OpenACC: Best way to parallelize nested DO loops with data dependency between loops?

I am trying to parallelize the following simple nested DO loop. Compared to serial run on a CPU, the following code when executed on a V100 gpu is not giving me any speed up, despite there is good potential for parallelization in the code/algorithm. Is there a different and better way to parallelize this loop? (the full code is also uploaded as attachment)

compiler: pgfortran
flags:-acc -O3 -ta=tesla:managed -Minfo=accel

Input variables: nblocks = 1, nprims = 5, NI(1) = 300, NJ(1) = 300, NK(1) = 1

Also the variable ā€˜nblā€™ present in the outermost loop is present in the other DO loops, so there is dependency and the outer loop canā€™t be included into the collapse clause.

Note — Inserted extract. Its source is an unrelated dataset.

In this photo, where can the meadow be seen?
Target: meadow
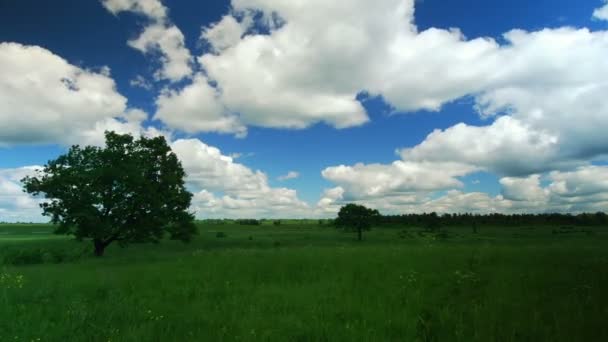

Is there any thing that can be done to exploit the parallelism from the outer loop as well?

Thanks!

Code:

DO nbl = 1,nblocks
!$acc parallel loop collapse(4)
DO n_prim = 1,nprims
DO k = 1, NK(nbl)
DO j = 1, NJ(nbl)
DO i = 1, NI(nbl)
	Px(i,j,k,nbl,n_prim) = i*j + Cx(i,j,k,nbl,1)*Cx(i,j,k,nbl,5) + Cx(i,j,k,nbl,2)
ENDDO
ENDDO
ENDDO
ENDDO
!$acc end parallel loop
ENDDO

Code.zip (1.5 KB)

Is there any thing that can be done to exploit the parallelism from the outer loop as well?

The dependency is with the array look-ups for the upper bounds of the loops. In order to collapse loops, the iteration count of the loop must be known before entering, but here the count is variable.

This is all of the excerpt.